6. The printing apparatus according to any one of claims 1 to 5. 7. The characteristic control unit includes at least one of a light emission amount adjustment unit that changes a light amount on a light emitting unit side of the optical measurement unit and a sensitivity adjustment unit that changes sensitivity on a light receiving unit side. The printing apparatus according to claim 6, wherein: 8. The printing method according to claim 1, wherein the first print and the second print are respectively performed in forward scan and backward scan when the print head is reciprocally scanned with respect to the print medium to perform printing. A print of a first one of the heads and a print of a second one of the printheads in a direction in which the first and second printheads are scanned relative to the print medium; The first and second printheads are respectively different from the directions in which the first and second printheads are scanned relative to the print medium. Characterized by including at least one of the prints with respect to the direction Printing apparatus according to any one of claims 1 to 7. 9. First and second printheads using a printhead
A printing apparatus for performing printing on a print medium by printing according to (1), wherein an optical measuring unit that measures optical characteristics of a pattern used for a process for performing print alignment in the first and second prints; A printing apparatus comprising: a detection unit that performs a detection operation different from the measurement of the optical characteristics using the measurement unit. 10. The printing apparatus according to claim 1, wherein the print head is a head that performs printing by discharging ink. 11. The printing apparatus according to claim 10, wherein the head has a heating element that generates thermal energy that causes film boiling of the ink as energy used for discharging the ink. 12. A print registration method for a printing apparatus for performing printing on a print medium using a print head, comprising: a pattern formed by a first print and a second print to be registered, wherein the first print and the second print are aligned.
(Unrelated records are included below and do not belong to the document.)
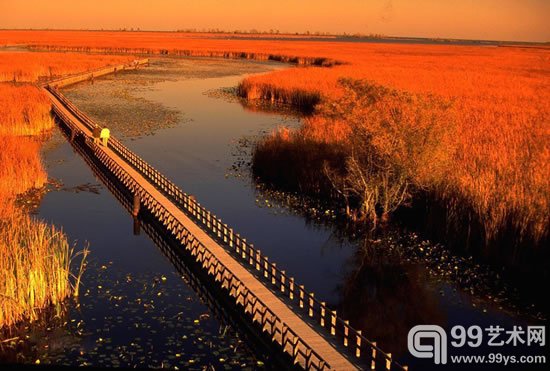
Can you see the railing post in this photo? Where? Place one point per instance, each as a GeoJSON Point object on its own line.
{"type": "Point", "coordinates": [373, 356]}
{"type": "Point", "coordinates": [358, 344]}
{"type": "Point", "coordinates": [243, 248]}
{"type": "Point", "coordinates": [311, 302]}
{"type": "Point", "coordinates": [251, 256]}
{"type": "Point", "coordinates": [346, 333]}
{"type": "Point", "coordinates": [266, 267]}
{"type": "Point", "coordinates": [136, 205]}
{"type": "Point", "coordinates": [273, 273]}
{"type": "Point", "coordinates": [333, 323]}
{"type": "Point", "coordinates": [258, 256]}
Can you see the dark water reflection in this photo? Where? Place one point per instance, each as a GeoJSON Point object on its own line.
{"type": "Point", "coordinates": [369, 283]}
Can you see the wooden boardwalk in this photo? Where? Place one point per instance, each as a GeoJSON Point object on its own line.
{"type": "Point", "coordinates": [306, 329]}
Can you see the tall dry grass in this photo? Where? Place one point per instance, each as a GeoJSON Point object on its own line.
{"type": "Point", "coordinates": [24, 110]}
{"type": "Point", "coordinates": [35, 258]}
{"type": "Point", "coordinates": [30, 67]}
{"type": "Point", "coordinates": [35, 268]}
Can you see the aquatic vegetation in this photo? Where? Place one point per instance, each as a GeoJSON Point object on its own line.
{"type": "Point", "coordinates": [500, 151]}
{"type": "Point", "coordinates": [24, 109]}
{"type": "Point", "coordinates": [34, 268]}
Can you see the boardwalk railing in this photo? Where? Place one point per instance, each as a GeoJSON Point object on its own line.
{"type": "Point", "coordinates": [101, 71]}
{"type": "Point", "coordinates": [305, 301]}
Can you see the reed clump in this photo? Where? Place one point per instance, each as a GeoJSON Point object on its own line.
{"type": "Point", "coordinates": [35, 268]}
{"type": "Point", "coordinates": [24, 109]}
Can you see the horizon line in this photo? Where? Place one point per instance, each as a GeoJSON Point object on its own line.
{"type": "Point", "coordinates": [313, 34]}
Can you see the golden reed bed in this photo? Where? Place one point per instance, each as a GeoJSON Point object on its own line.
{"type": "Point", "coordinates": [35, 258]}
{"type": "Point", "coordinates": [492, 169]}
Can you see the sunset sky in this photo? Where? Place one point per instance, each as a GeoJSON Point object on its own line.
{"type": "Point", "coordinates": [525, 20]}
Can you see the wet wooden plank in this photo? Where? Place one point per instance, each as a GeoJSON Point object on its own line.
{"type": "Point", "coordinates": [302, 329]}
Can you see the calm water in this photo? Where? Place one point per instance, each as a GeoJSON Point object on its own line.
{"type": "Point", "coordinates": [384, 297]}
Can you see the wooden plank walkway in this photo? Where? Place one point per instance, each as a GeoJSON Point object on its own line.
{"type": "Point", "coordinates": [326, 350]}
{"type": "Point", "coordinates": [305, 328]}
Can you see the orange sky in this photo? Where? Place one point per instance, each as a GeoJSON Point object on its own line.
{"type": "Point", "coordinates": [525, 20]}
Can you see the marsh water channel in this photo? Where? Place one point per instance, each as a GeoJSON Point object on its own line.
{"type": "Point", "coordinates": [138, 309]}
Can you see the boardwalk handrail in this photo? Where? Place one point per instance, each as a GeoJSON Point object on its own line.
{"type": "Point", "coordinates": [251, 256]}
{"type": "Point", "coordinates": [291, 343]}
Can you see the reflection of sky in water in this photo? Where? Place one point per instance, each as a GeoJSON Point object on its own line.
{"type": "Point", "coordinates": [197, 155]}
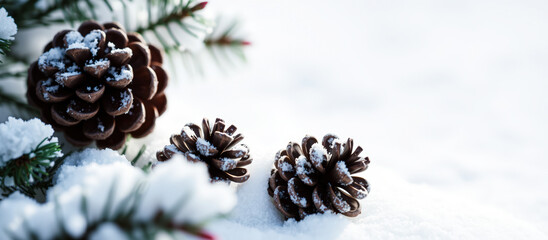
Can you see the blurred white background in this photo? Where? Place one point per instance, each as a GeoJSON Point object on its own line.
{"type": "Point", "coordinates": [447, 94]}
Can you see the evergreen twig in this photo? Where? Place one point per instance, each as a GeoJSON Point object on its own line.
{"type": "Point", "coordinates": [32, 171]}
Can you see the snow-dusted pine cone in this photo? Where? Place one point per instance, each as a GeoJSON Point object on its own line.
{"type": "Point", "coordinates": [317, 177]}
{"type": "Point", "coordinates": [216, 146]}
{"type": "Point", "coordinates": [99, 84]}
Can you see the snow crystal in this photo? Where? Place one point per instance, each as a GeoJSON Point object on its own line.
{"type": "Point", "coordinates": [97, 64]}
{"type": "Point", "coordinates": [203, 199]}
{"type": "Point", "coordinates": [71, 71]}
{"type": "Point", "coordinates": [87, 157]}
{"type": "Point", "coordinates": [125, 99]}
{"type": "Point", "coordinates": [100, 125]}
{"type": "Point", "coordinates": [74, 40]}
{"type": "Point", "coordinates": [125, 73]}
{"type": "Point", "coordinates": [228, 163]}
{"type": "Point", "coordinates": [49, 87]}
{"type": "Point", "coordinates": [77, 45]}
{"type": "Point", "coordinates": [317, 153]}
{"type": "Point", "coordinates": [54, 57]}
{"type": "Point", "coordinates": [241, 147]}
{"type": "Point", "coordinates": [9, 181]}
{"type": "Point", "coordinates": [341, 166]}
{"type": "Point", "coordinates": [13, 210]}
{"type": "Point", "coordinates": [204, 147]}
{"type": "Point", "coordinates": [7, 26]}
{"type": "Point", "coordinates": [285, 167]}
{"type": "Point", "coordinates": [173, 148]}
{"type": "Point", "coordinates": [303, 166]}
{"type": "Point", "coordinates": [294, 198]}
{"type": "Point", "coordinates": [19, 137]}
{"type": "Point", "coordinates": [92, 41]}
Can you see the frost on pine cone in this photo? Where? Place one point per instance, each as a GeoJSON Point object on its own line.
{"type": "Point", "coordinates": [317, 177]}
{"type": "Point", "coordinates": [99, 84]}
{"type": "Point", "coordinates": [217, 146]}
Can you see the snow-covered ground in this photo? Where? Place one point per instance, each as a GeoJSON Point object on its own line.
{"type": "Point", "coordinates": [446, 97]}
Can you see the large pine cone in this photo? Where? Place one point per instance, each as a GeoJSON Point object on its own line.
{"type": "Point", "coordinates": [99, 83]}
{"type": "Point", "coordinates": [217, 147]}
{"type": "Point", "coordinates": [317, 177]}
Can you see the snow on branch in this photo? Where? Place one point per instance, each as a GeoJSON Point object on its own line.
{"type": "Point", "coordinates": [176, 199]}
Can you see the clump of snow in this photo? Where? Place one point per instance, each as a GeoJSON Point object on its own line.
{"type": "Point", "coordinates": [228, 163]}
{"type": "Point", "coordinates": [19, 137]}
{"type": "Point", "coordinates": [341, 167]}
{"type": "Point", "coordinates": [74, 40]}
{"type": "Point", "coordinates": [115, 75]}
{"type": "Point", "coordinates": [204, 200]}
{"type": "Point", "coordinates": [92, 39]}
{"type": "Point", "coordinates": [303, 166]}
{"type": "Point", "coordinates": [110, 186]}
{"type": "Point", "coordinates": [204, 147]}
{"type": "Point", "coordinates": [54, 57]}
{"type": "Point", "coordinates": [125, 99]}
{"type": "Point", "coordinates": [285, 166]}
{"type": "Point", "coordinates": [317, 153]}
{"type": "Point", "coordinates": [14, 209]}
{"type": "Point", "coordinates": [8, 28]}
{"type": "Point", "coordinates": [85, 158]}
{"type": "Point", "coordinates": [294, 198]}
{"type": "Point", "coordinates": [173, 148]}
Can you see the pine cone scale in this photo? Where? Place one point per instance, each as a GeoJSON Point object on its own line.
{"type": "Point", "coordinates": [82, 83]}
{"type": "Point", "coordinates": [318, 177]}
{"type": "Point", "coordinates": [213, 146]}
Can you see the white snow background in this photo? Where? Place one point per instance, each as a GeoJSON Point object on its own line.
{"type": "Point", "coordinates": [446, 97]}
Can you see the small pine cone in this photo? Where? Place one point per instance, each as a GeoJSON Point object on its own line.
{"type": "Point", "coordinates": [317, 177]}
{"type": "Point", "coordinates": [217, 147]}
{"type": "Point", "coordinates": [99, 84]}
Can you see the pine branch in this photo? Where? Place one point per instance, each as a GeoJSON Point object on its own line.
{"type": "Point", "coordinates": [222, 46]}
{"type": "Point", "coordinates": [172, 21]}
{"type": "Point", "coordinates": [31, 171]}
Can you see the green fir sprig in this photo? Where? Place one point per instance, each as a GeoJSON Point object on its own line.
{"type": "Point", "coordinates": [32, 171]}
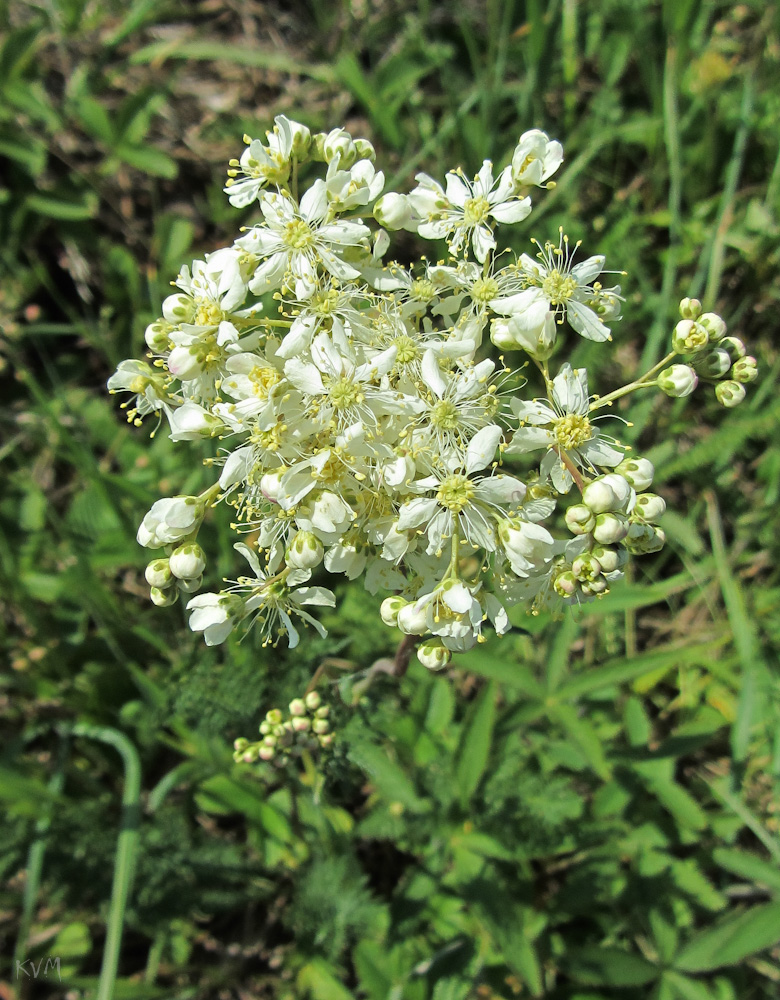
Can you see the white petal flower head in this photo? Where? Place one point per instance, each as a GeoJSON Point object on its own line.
{"type": "Point", "coordinates": [296, 242]}
{"type": "Point", "coordinates": [564, 428]}
{"type": "Point", "coordinates": [536, 157]}
{"type": "Point", "coordinates": [555, 283]}
{"type": "Point", "coordinates": [467, 211]}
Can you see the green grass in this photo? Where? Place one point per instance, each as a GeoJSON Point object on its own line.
{"type": "Point", "coordinates": [586, 809]}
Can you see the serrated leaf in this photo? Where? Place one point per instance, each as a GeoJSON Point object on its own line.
{"type": "Point", "coordinates": [474, 746]}
{"type": "Point", "coordinates": [732, 941]}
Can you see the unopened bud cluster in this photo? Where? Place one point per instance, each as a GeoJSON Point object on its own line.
{"type": "Point", "coordinates": [359, 423]}
{"type": "Point", "coordinates": [709, 356]}
{"type": "Point", "coordinates": [307, 726]}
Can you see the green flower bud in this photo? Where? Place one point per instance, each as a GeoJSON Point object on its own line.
{"type": "Point", "coordinates": [433, 655]}
{"type": "Point", "coordinates": [579, 519]}
{"type": "Point", "coordinates": [714, 325]}
{"type": "Point", "coordinates": [745, 370]}
{"type": "Point", "coordinates": [158, 574]}
{"type": "Point", "coordinates": [312, 701]}
{"type": "Point", "coordinates": [188, 561]}
{"type": "Point", "coordinates": [608, 559]}
{"type": "Point", "coordinates": [638, 472]}
{"type": "Point", "coordinates": [730, 393]}
{"type": "Point", "coordinates": [690, 308]}
{"type": "Point", "coordinates": [689, 336]}
{"type": "Point", "coordinates": [157, 336]}
{"type": "Point", "coordinates": [586, 567]}
{"type": "Point", "coordinates": [678, 380]}
{"type": "Point", "coordinates": [565, 584]}
{"type": "Point", "coordinates": [389, 609]}
{"type": "Point", "coordinates": [305, 551]}
{"type": "Point", "coordinates": [713, 363]}
{"type": "Point", "coordinates": [165, 597]}
{"type": "Point", "coordinates": [734, 346]}
{"type": "Point", "coordinates": [610, 528]}
{"type": "Point", "coordinates": [650, 506]}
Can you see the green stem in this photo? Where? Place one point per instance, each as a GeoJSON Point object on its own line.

A control step of forming, on the print head, a plurality of patterns respectively formed corresponding to a plurality of shift amounts of a print position relative to the second print and each showing optical characteristics corresponding to the plurality of shift amounts; An optical measurement step of measuring the optical characteristics of each of the plurality of patterns formed by the control unit using an optical measurement unit; based on the optical characteristics of each of the plurality of patterns measured by the optical measurement unit The first print and the second print
A print registration step of performing a print registration process with a print; and a detection step of performing a detection operation different from the measurement of the optical characteristics using the optical measurement unit. Method. 13. A print registration method for a printing apparatus for performing printing on a print medium by first and second prints using a print head, comprising: a process for performing print registration in the first and second prints. An optical measurement step of measuring an optical property of a pattern used for optical measurement using an optical measurement means, and a detection step of performing a detection operation different from the measurement of the optical property using the optical measurement means. And a print registration method.